Thank you for sharing your experience.

-Utah

We get about 200 orders per week from THD. Then we have some customers who demand EDI even if it is one order per week.

You need Demand Management module to import orders. The advantage with EDI orders is it is fully automated, meaning the orders are imported into Epicor without any manual intervention. After that each customer is treated differently, depending on how much confidence we have in the price they are using on their orders.

For EDI you can use the EDI module that Epicor offers or a third party. We use a third-party VAN to maintain the maps, which we found was much cheaper.

We use EDI in one of our companies. It is nice.

The thing is, these are all job shop parts, parts on the fly.

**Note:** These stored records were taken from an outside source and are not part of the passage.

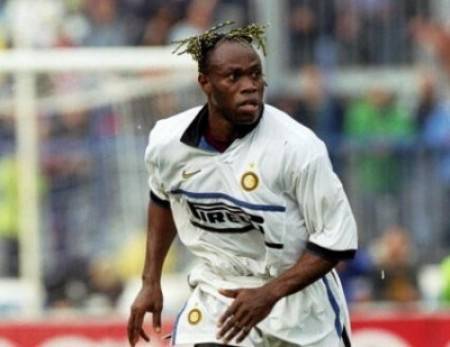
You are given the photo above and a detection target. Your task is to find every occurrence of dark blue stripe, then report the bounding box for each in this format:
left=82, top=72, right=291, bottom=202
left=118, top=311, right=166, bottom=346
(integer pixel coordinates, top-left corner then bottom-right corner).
left=171, top=302, right=187, bottom=346
left=322, top=276, right=342, bottom=338
left=170, top=189, right=286, bottom=212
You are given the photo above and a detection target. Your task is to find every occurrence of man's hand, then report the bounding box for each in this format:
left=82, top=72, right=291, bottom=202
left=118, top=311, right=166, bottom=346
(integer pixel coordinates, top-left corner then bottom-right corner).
left=127, top=284, right=163, bottom=346
left=217, top=286, right=278, bottom=344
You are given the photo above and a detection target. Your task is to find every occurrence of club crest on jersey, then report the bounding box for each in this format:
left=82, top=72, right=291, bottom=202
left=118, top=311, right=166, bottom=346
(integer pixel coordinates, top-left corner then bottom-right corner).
left=187, top=308, right=202, bottom=325
left=241, top=171, right=259, bottom=191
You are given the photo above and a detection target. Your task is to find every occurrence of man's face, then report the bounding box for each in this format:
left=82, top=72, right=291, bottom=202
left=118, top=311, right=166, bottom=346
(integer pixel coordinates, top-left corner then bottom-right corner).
left=199, top=40, right=265, bottom=125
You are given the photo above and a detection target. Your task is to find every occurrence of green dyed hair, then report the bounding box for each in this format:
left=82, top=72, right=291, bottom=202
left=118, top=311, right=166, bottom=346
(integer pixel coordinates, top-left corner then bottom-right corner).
left=172, top=21, right=267, bottom=73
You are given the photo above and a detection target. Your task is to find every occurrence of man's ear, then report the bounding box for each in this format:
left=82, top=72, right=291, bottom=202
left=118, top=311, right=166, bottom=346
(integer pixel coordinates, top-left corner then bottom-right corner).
left=198, top=73, right=211, bottom=94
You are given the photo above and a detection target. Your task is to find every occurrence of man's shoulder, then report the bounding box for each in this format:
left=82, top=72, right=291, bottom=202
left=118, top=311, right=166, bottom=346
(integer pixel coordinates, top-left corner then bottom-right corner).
left=150, top=106, right=202, bottom=146
left=155, top=106, right=202, bottom=132
left=263, top=104, right=325, bottom=150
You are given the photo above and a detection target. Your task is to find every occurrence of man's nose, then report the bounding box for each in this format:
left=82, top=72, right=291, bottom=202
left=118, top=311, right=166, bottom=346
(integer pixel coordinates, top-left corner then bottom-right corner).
left=240, top=75, right=258, bottom=93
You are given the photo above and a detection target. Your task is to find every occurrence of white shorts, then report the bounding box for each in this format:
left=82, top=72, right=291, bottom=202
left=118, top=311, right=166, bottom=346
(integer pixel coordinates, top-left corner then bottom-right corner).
left=171, top=270, right=351, bottom=347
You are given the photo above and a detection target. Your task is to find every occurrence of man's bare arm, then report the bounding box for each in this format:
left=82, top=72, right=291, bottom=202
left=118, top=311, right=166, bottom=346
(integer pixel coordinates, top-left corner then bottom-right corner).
left=218, top=251, right=337, bottom=344
left=264, top=250, right=337, bottom=299
left=127, top=201, right=177, bottom=346
left=142, top=201, right=177, bottom=284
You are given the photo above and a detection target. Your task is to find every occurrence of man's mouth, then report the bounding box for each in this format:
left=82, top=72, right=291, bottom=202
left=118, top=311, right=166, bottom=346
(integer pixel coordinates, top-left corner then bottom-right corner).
left=237, top=99, right=260, bottom=113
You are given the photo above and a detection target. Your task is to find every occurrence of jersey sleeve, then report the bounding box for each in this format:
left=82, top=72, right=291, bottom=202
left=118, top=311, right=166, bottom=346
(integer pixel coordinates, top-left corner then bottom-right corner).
left=144, top=127, right=170, bottom=208
left=296, top=151, right=357, bottom=261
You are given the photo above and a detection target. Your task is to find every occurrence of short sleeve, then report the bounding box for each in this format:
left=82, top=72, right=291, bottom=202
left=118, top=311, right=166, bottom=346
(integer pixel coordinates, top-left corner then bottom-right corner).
left=296, top=153, right=357, bottom=261
left=144, top=128, right=170, bottom=208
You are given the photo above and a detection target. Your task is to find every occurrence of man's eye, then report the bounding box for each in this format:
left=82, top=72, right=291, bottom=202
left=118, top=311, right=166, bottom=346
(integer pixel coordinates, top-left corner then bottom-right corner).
left=252, top=71, right=262, bottom=79
left=228, top=73, right=238, bottom=81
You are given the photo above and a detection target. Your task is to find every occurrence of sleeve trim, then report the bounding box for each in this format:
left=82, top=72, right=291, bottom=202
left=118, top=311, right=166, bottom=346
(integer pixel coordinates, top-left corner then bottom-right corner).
left=150, top=190, right=170, bottom=208
left=306, top=242, right=356, bottom=261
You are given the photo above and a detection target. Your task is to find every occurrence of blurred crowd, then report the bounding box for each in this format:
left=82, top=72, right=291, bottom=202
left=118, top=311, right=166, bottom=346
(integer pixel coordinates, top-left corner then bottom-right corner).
left=0, top=0, right=431, bottom=66
left=0, top=0, right=250, bottom=49
left=1, top=0, right=450, bottom=312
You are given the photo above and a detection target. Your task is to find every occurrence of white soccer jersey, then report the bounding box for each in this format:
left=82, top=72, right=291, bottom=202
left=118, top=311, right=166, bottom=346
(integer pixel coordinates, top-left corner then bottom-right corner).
left=145, top=104, right=357, bottom=347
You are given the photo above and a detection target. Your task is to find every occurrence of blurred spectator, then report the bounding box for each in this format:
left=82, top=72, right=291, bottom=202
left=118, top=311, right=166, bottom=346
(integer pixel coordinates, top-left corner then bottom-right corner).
left=0, top=154, right=18, bottom=277
left=44, top=256, right=90, bottom=308
left=58, top=0, right=91, bottom=47
left=420, top=84, right=450, bottom=183
left=168, top=0, right=218, bottom=42
left=370, top=225, right=420, bottom=303
left=0, top=0, right=7, bottom=47
left=269, top=66, right=344, bottom=151
left=141, top=4, right=177, bottom=46
left=0, top=114, right=17, bottom=277
left=0, top=0, right=64, bottom=48
left=82, top=0, right=129, bottom=46
left=214, top=0, right=249, bottom=27
left=344, top=88, right=414, bottom=237
left=414, top=73, right=439, bottom=130
left=289, top=2, right=317, bottom=66
left=337, top=247, right=375, bottom=304
left=442, top=255, right=450, bottom=305
left=0, top=115, right=14, bottom=143
left=44, top=255, right=123, bottom=310
left=41, top=103, right=129, bottom=308
left=117, top=0, right=155, bottom=45
left=297, top=65, right=345, bottom=151
left=87, top=257, right=123, bottom=308
left=335, top=1, right=361, bottom=65
left=289, top=0, right=337, bottom=67
left=345, top=87, right=414, bottom=194
left=268, top=95, right=305, bottom=124
left=412, top=20, right=450, bottom=76
left=42, top=110, right=94, bottom=285
left=114, top=231, right=187, bottom=282
left=421, top=96, right=450, bottom=244
left=354, top=0, right=408, bottom=65
left=414, top=21, right=450, bottom=247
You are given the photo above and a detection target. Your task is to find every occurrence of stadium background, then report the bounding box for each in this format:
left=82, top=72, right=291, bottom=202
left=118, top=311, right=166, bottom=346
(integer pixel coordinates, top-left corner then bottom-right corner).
left=0, top=0, right=450, bottom=346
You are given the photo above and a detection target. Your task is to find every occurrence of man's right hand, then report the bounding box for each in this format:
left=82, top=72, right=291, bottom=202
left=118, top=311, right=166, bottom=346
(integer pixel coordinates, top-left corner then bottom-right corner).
left=127, top=284, right=163, bottom=346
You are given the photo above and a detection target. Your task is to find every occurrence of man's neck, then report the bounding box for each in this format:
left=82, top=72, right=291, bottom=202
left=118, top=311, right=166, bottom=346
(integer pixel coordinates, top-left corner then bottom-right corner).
left=207, top=106, right=237, bottom=143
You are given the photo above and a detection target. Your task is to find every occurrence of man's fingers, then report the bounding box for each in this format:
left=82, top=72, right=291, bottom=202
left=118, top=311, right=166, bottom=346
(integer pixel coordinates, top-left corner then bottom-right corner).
left=152, top=310, right=162, bottom=333
left=127, top=314, right=135, bottom=346
left=223, top=325, right=242, bottom=344
left=128, top=310, right=141, bottom=346
left=217, top=316, right=235, bottom=339
left=232, top=306, right=250, bottom=323
left=219, top=288, right=239, bottom=298
left=140, top=328, right=150, bottom=342
left=235, top=326, right=251, bottom=343
left=131, top=309, right=145, bottom=345
left=218, top=301, right=239, bottom=325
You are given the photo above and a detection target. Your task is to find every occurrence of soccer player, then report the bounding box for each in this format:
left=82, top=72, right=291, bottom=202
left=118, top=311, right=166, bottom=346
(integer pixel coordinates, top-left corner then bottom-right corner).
left=127, top=22, right=357, bottom=347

Almost the exact same situation as @mjfwagner described.

For
For outbound files Epicor supplies the RDD and Report Styles to use. Epicor can also create outbound files definition in Excel format which is what we have done, since they are easy to maintain if more fields have to be added.

You should read the EDI technical reference guide on Epicweb for your version.

Would you agree that setting up EDI for low volume would not be worth it though Vinay?

Imagine a customer orders from you twice a year. Or maybe just once ever…

Would trying to configure an EDI partnership with them really be worth it?

Yes @utaylor it is not worth for low volume orders. EDI is mainly for high volumes.